UCCE claims as its grazing baseline the now-extinct ice-age Pleistocene epoch browsers/grazers such as mammoth, camel, bison and giant sloth. UCCE again twists the baseline to the ice-age Pleistocene to justify its predetermined political agenda. A baseline of mammoth, camel, miniature horses, saber-toothed tigers and giant sloths is ecologically irrational and unjustified. The NPS ecological baseline is and should be the conditions that evolved naturally in the Holocene epoch that included the melting of the ice caps, the significant rise in sea levels, and the extinction of mammoth, camel, miniature horses, saber-toothed tigers and giant sloths that UCC absurdly claims as a current baseline. Those Holocene conditions were well recorded by the early Spanish explorers who found this area rich in large grazer/browser herds of deer and elk. These native brewers/gazers remain available to do the work that UCCE falsely claims only commercial livestock can perform, except for the fact that agricultural advocates themselves have self-servingly argued against release of the elk from their “refuge” due to invented concerns over Johne’s disease.

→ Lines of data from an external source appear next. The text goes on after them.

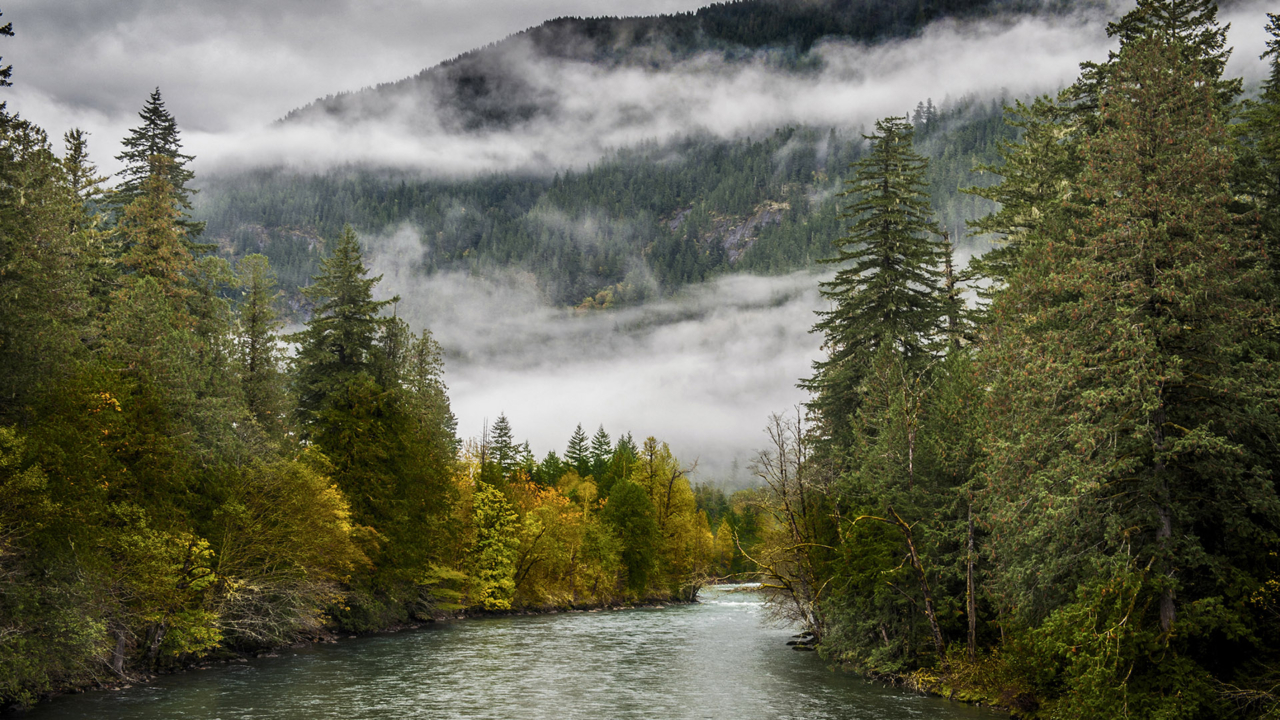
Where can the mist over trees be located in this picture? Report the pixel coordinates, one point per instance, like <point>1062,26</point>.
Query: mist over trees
<point>176,484</point>
<point>1070,509</point>
<point>1043,482</point>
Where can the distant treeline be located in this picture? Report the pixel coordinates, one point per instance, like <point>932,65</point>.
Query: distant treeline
<point>641,222</point>
<point>1063,499</point>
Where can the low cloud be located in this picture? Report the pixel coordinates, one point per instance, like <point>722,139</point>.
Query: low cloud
<point>702,370</point>
<point>91,64</point>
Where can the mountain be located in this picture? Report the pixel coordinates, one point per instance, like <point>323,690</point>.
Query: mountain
<point>645,218</point>
<point>487,89</point>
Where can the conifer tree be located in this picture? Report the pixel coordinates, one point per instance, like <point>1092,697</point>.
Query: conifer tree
<point>257,342</point>
<point>577,455</point>
<point>502,446</point>
<point>338,343</point>
<point>154,241</point>
<point>1191,26</point>
<point>888,288</point>
<point>156,136</point>
<point>1261,137</point>
<point>602,451</point>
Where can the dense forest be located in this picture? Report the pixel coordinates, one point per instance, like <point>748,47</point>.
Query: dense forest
<point>1043,482</point>
<point>173,487</point>
<point>640,223</point>
<point>1060,499</point>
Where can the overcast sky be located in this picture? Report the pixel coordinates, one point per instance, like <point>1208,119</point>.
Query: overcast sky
<point>703,370</point>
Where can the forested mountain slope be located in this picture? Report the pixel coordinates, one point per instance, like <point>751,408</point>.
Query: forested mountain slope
<point>640,222</point>
<point>489,87</point>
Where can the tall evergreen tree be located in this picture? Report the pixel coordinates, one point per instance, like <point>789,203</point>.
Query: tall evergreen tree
<point>1128,477</point>
<point>890,286</point>
<point>602,451</point>
<point>338,343</point>
<point>156,136</point>
<point>1191,26</point>
<point>259,345</point>
<point>502,446</point>
<point>1261,139</point>
<point>577,455</point>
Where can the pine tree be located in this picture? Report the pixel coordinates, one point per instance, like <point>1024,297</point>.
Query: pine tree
<point>338,343</point>
<point>888,288</point>
<point>1261,139</point>
<point>1191,26</point>
<point>1130,459</point>
<point>502,446</point>
<point>156,136</point>
<point>154,241</point>
<point>5,71</point>
<point>259,345</point>
<point>602,451</point>
<point>577,454</point>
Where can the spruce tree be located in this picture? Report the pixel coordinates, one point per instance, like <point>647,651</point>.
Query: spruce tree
<point>1191,26</point>
<point>602,451</point>
<point>1129,468</point>
<point>156,136</point>
<point>577,454</point>
<point>502,446</point>
<point>152,240</point>
<point>890,286</point>
<point>1260,131</point>
<point>338,342</point>
<point>257,342</point>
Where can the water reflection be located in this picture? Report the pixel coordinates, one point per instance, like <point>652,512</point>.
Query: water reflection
<point>708,660</point>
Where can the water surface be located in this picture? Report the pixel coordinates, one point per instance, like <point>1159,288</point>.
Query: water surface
<point>711,660</point>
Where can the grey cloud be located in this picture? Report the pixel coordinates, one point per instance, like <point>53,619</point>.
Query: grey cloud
<point>702,370</point>
<point>228,68</point>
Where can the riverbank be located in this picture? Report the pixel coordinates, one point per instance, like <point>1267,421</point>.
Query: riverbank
<point>716,657</point>
<point>329,636</point>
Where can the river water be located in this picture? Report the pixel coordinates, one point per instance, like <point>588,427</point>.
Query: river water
<point>713,659</point>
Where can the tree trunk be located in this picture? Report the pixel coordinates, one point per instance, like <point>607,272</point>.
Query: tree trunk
<point>924,588</point>
<point>118,654</point>
<point>970,601</point>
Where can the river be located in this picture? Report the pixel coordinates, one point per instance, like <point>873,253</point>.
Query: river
<point>713,659</point>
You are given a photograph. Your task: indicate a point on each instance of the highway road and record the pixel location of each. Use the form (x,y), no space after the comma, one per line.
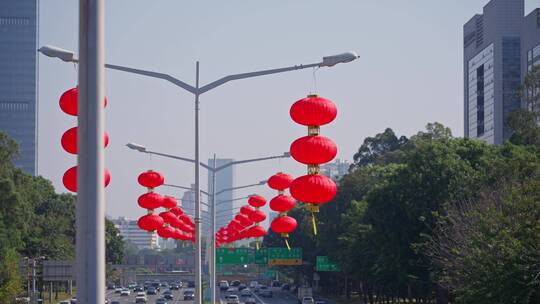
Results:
(151,299)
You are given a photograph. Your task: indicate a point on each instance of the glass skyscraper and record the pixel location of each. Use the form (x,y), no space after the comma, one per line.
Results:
(499,49)
(18,77)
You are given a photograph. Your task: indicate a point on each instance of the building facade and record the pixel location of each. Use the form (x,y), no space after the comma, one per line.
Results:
(131,232)
(224,180)
(18,77)
(499,49)
(336,169)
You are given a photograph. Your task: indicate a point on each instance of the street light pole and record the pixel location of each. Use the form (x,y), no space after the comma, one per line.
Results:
(213,275)
(198,249)
(90,209)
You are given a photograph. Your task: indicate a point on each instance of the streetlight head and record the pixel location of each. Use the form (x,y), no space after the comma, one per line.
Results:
(137,147)
(56,52)
(330,61)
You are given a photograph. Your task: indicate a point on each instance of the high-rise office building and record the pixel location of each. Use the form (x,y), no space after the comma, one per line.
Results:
(530,43)
(18,77)
(224,180)
(499,49)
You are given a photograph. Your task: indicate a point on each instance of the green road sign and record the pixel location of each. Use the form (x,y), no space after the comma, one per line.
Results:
(261,256)
(284,256)
(234,256)
(323,264)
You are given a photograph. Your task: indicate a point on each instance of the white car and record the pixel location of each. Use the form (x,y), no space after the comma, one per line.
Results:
(245,292)
(308,300)
(125,292)
(232,299)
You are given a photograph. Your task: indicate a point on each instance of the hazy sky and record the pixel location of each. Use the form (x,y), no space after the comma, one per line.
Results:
(410,73)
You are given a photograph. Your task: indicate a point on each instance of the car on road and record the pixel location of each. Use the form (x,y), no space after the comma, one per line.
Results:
(141,298)
(308,300)
(168,295)
(232,299)
(245,292)
(266,293)
(189,295)
(223,285)
(250,301)
(125,292)
(232,289)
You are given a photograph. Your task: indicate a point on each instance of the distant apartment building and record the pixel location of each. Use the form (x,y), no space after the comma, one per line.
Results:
(131,232)
(224,180)
(336,169)
(18,77)
(497,47)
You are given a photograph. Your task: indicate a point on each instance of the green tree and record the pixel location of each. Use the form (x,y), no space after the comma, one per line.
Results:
(10,280)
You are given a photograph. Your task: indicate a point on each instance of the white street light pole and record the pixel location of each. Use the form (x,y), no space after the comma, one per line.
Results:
(69,56)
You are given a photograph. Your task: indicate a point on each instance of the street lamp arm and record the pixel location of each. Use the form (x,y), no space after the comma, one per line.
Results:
(228,78)
(163,76)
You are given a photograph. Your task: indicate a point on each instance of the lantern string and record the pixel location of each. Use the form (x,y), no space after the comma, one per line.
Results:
(314,222)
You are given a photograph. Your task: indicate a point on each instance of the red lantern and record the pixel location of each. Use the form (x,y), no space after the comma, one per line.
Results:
(313,189)
(150,200)
(177,211)
(280,181)
(257,216)
(69,102)
(151,179)
(69,140)
(312,150)
(166,232)
(244,220)
(256,201)
(313,111)
(150,222)
(247,210)
(168,217)
(283,225)
(282,203)
(70,179)
(257,231)
(168,202)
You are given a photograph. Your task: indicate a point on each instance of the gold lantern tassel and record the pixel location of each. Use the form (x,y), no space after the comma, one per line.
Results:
(313,222)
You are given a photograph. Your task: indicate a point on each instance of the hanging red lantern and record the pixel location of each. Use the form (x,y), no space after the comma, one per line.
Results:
(168,217)
(151,179)
(313,111)
(150,200)
(280,181)
(168,202)
(282,203)
(315,189)
(69,102)
(177,211)
(256,201)
(166,232)
(69,140)
(257,216)
(70,179)
(150,222)
(246,210)
(257,231)
(313,150)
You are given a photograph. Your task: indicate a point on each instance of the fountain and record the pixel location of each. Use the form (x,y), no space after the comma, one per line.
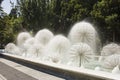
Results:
(79,54)
(43,36)
(58,46)
(84,32)
(78,50)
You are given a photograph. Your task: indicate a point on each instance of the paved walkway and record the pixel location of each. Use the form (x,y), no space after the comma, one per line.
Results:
(9,73)
(10,70)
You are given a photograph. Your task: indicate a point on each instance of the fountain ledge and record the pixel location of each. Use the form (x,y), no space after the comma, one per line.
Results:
(64,69)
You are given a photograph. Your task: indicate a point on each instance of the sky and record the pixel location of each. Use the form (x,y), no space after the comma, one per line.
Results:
(7,6)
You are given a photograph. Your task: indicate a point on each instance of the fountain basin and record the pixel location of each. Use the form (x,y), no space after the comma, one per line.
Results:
(67,72)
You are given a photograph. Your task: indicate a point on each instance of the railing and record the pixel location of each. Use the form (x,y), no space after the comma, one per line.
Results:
(64,71)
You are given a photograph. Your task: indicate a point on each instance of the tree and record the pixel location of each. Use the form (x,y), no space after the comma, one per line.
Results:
(106,13)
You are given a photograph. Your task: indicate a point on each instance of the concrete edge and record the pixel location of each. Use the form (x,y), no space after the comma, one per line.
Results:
(67,70)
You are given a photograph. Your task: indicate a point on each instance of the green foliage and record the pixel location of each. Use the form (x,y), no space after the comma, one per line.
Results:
(106,12)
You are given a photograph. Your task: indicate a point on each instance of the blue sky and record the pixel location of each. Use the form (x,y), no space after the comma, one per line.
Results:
(7,6)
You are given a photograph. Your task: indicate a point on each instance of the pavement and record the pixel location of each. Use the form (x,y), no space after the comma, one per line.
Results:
(10,70)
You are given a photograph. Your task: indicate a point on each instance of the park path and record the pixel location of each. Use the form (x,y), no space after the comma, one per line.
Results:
(10,70)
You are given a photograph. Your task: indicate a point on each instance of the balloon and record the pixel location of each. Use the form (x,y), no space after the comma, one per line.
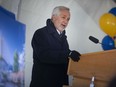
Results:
(113,11)
(108,43)
(108,24)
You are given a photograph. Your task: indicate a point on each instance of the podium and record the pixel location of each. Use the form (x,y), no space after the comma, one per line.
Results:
(101,65)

Page 6, paragraph 3. The UC Davis Report repeats the statistical fallacy that correlation proves causation. This fallacy occurs in the Report’s discussion of the Myrtle’s silverspot butterfly and the California red-legged frog. For example, It is incorrect to state that simply because there are large numbers of red-legged frogs in the pastoral zone, then grazing benefits frogs. In contrast, the PRNS Response notes that red-legged frogs benefit from ponded water and marsh areas. Since the pastoral zone is generally flatter than other areas in the park, it naturally has more frog areas.
In summary, the UC Report repeatedly claims a scientific basis for ecological benefits of commercial grazing based on scientific errors, selective presentation of data, misleading scientific statements and thus its claim is at best unsubstantiated and at worst, biased and self-serving.